Willie Nelson’s Outlaw Music Festival has been touring since May, but Sunday night (Oct. 21) was the first time California was included on the tour, now in its third season.

The 2018 lineup has varied from stop to stop, but has included legendary acts like Neil Young, Van Morrison, Alison Krauss, Jamey Johnson, Ryan Bingham, Tedeschi Trucks Band, and many others. For Los Angeles, the historic Hollywood Bowl was the perfect setting for the final bow.

Particle Kid (Micah Nelson) opened the show at 4:30, but because most of the ads said the show would start at 5PM, very few people were there to hear him in the 17,500-seat amphitheater, and it was unfortunate. Kid has an emotional voice that easily filled the space, with a bend toward the sound of an early Neil Young. He ended his set with some guitar smashing and then his angry “Everything is Bulls--t.”

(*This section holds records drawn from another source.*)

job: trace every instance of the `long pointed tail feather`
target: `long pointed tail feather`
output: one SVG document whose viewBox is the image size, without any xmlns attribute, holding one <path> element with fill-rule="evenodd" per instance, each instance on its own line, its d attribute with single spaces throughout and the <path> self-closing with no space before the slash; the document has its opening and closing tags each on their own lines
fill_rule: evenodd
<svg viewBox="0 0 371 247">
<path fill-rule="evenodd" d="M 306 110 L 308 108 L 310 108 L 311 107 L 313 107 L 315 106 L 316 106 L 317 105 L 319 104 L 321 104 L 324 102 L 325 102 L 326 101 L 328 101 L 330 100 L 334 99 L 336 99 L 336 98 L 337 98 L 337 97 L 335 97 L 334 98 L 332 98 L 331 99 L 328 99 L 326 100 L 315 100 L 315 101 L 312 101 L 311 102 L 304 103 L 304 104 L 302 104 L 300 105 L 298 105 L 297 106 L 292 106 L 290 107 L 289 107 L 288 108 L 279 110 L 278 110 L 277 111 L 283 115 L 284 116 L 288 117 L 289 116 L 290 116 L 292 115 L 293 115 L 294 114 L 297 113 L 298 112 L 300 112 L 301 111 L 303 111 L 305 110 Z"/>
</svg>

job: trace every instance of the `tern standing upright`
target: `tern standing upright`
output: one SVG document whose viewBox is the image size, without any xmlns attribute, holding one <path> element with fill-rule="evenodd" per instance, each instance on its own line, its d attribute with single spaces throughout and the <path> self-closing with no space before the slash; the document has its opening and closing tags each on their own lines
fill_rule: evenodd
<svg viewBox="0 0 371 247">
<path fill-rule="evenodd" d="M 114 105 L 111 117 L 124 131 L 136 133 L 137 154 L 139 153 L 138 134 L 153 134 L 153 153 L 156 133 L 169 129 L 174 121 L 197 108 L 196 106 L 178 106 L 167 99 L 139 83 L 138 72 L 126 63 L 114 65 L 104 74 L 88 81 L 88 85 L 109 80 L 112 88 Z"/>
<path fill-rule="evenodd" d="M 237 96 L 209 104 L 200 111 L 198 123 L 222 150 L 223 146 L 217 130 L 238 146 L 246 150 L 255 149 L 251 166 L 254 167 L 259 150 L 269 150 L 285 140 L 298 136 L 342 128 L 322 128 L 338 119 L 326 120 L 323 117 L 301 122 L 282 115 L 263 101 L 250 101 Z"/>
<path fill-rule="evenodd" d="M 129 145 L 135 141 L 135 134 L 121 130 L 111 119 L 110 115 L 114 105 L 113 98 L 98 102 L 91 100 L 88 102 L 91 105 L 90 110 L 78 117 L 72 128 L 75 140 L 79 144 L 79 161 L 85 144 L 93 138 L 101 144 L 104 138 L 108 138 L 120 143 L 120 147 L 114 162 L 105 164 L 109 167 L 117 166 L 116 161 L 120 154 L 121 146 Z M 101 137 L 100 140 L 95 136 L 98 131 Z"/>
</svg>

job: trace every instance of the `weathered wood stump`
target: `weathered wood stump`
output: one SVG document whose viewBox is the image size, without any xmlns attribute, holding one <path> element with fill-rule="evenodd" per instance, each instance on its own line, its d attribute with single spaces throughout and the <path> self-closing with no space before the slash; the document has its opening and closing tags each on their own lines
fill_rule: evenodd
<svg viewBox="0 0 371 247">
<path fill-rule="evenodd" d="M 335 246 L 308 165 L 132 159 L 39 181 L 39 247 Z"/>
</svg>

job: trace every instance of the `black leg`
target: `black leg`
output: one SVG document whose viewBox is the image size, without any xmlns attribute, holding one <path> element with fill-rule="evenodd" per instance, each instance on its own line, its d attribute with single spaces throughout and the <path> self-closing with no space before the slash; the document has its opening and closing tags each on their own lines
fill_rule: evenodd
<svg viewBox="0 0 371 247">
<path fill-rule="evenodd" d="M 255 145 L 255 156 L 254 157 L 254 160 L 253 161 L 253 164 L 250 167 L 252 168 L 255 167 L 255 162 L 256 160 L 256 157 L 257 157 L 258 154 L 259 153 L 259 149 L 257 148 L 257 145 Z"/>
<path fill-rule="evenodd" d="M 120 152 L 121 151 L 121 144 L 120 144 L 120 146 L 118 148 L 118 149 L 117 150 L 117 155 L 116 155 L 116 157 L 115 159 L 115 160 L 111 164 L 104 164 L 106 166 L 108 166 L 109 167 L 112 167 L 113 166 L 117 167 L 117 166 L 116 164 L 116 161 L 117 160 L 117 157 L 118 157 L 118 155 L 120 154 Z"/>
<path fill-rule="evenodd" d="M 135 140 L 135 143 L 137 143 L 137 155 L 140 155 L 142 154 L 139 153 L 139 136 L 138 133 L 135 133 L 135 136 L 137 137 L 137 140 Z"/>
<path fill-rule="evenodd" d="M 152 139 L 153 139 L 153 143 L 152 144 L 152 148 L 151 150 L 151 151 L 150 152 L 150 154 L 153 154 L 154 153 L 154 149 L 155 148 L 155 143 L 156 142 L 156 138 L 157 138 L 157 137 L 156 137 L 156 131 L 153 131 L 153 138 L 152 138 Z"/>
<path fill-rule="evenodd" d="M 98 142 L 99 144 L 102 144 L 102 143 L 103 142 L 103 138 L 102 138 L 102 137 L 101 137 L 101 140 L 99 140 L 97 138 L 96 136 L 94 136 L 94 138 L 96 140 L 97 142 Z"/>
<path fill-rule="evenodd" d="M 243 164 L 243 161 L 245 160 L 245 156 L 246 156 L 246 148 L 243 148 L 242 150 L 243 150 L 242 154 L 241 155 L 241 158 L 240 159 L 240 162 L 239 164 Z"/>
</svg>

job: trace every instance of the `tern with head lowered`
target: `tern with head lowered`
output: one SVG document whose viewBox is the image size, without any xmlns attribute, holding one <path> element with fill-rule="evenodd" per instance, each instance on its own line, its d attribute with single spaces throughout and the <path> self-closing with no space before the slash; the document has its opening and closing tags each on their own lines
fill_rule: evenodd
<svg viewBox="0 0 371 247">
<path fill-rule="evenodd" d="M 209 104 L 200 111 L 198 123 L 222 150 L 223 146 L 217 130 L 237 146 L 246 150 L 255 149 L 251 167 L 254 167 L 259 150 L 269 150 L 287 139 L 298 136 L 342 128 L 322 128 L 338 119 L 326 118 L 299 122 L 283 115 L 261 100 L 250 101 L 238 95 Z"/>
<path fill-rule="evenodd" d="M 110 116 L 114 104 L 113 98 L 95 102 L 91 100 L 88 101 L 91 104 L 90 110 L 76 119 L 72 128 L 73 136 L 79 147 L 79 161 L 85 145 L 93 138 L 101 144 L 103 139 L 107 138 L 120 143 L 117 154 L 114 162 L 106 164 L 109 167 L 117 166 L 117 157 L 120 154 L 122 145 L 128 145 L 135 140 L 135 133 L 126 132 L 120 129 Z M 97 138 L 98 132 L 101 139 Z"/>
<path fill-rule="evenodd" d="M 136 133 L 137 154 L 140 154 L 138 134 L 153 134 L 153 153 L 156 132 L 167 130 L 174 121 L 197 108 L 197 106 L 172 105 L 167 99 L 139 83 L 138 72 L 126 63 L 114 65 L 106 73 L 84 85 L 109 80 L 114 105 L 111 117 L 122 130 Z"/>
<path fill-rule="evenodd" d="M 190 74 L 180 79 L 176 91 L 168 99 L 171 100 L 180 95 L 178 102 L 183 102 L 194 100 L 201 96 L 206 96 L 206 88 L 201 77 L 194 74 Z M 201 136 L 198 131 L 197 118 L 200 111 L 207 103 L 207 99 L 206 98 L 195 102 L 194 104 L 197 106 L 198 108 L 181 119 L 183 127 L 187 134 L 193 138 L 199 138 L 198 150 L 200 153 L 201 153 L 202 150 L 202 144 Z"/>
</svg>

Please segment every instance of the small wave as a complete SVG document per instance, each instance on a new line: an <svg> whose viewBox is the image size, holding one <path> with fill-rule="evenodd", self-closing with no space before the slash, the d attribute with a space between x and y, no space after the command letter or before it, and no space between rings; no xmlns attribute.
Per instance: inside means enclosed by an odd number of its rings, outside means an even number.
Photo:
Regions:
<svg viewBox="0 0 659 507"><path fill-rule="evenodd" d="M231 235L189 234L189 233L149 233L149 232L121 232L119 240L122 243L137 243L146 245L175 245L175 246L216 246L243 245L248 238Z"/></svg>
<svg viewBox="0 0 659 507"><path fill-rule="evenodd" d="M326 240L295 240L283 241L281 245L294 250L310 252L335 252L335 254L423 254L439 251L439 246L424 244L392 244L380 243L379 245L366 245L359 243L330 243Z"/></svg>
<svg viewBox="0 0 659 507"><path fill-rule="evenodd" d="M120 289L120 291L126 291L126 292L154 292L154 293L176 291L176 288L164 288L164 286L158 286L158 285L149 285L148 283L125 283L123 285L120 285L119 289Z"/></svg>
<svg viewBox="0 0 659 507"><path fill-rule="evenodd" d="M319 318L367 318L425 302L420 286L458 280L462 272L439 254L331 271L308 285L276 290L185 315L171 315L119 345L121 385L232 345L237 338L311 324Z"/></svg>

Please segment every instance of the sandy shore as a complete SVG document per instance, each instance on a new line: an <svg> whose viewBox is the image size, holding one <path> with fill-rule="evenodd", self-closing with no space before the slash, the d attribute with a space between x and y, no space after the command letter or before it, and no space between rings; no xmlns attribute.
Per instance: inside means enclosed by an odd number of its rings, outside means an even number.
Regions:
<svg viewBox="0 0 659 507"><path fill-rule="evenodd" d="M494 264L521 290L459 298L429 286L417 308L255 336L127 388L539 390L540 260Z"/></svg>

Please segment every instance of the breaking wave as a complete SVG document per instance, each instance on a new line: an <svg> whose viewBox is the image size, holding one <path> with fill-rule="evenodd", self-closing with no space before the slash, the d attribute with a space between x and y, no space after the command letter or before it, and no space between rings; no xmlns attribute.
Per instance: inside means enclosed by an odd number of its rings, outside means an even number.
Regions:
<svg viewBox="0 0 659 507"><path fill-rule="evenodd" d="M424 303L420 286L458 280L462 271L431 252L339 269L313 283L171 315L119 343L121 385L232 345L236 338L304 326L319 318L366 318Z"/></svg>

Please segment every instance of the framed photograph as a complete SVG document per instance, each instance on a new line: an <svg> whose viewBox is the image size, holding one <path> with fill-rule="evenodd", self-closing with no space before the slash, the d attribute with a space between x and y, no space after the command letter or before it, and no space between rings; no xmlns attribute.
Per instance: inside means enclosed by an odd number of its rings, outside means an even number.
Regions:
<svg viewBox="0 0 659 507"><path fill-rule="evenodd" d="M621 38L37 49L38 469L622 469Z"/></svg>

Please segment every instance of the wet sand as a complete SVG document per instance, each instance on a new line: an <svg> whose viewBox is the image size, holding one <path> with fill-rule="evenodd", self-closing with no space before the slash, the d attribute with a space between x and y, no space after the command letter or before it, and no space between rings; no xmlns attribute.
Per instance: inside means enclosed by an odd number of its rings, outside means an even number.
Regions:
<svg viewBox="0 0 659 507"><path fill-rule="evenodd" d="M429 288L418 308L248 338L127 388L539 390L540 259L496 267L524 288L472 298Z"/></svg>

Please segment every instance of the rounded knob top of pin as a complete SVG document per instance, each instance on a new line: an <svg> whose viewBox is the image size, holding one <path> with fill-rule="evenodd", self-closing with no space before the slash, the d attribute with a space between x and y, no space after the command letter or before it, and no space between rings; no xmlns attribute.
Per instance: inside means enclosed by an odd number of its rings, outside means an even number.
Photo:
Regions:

Lukas Nelson and his Promise of the Real band rattled Willie fans that had not heard them yet. His part traditional country, part blues, part singer-songwriter set was well planned to introduce himself and capture the mood for the types of music to be heard the rest of the night. The younger Nelson's guitar skills are mesmerizing, and he has the ability to draw you so deeply into his playing that you forget about his amazing, familiar voice, which comes back in to spin you again. His song “Turn Off the News” — a protest to America’s addiction to customized information — was well received and got the tie-dyed Deadheads on their feet.

Margo Price is always a good choice for any festival, and on this night she seemed to hug Los Angeles from her heart. Price’s band was rotated into view by a revolving stage as Nelson’s gear was spun off. A divider down the middle separated the front from the back so the next band was free to set up behind the divider, saving loads of time. Price sang some songs from her first album, Midwest Farmer’s Daughter, and even crawled back to play drums for “Four Years of Chances.” Her new song, “All American Made," whispered elegantly through the Hollywood Hills as the flag floated in the breeze and the sun began to set, making Price look like the star of her own movie.

Sturgill Simpson led the night in surprises. The Grammy-winning artist came prepared to sing his hits, but seemed to improvise most of his set with some ornery guitar riffs. Simpson has always claimed he isn’t a good guitar player, but if what he does isn’t good, then everyone else should go back to school. Simpson’s band stayed on their toes to keep up with him, and they were so honed into one another it was as if the audience didn’t exist. He had the place silenced with his version of When in Rome’s "The Promise," which is on his album, MetaModern Sounds in Country Music. After the birth of his third child recently, Simpson said he would take a few months off before trying some new things he is rolling out next year.

Phil Lesh’s debut with the Outlaw Festival included collaborations with Jackie Green (Black Crowes), Jason Crosby, Cris Jacobs and Nathan Graham on drums, collectively known as Phil Lesh and Friends. Green and Jacobs worked lead vocals back and forth over this the bands deeply moving blues ballads.

Then, it was time for Willie Nelson, who waltzed onstage in a Dodger’s jersey expecting participation before he'd sing “On the Road Again” or “ Mamas Don’t Let Your Babies Grow Up…” The Hollywood Bowl was happy to oblige. In California, “Roll Me Up and Smoke Me When I Die” is always a good idea, but Nelson’s new song “Vote Them Out” also played particularly well here. The country icon stood back and allowed Lukas to lead the gritty Stevie Ray Vaughan cover of “Texas Flood," solidifying that fact the Nelson line and brand of music will continue for years to come.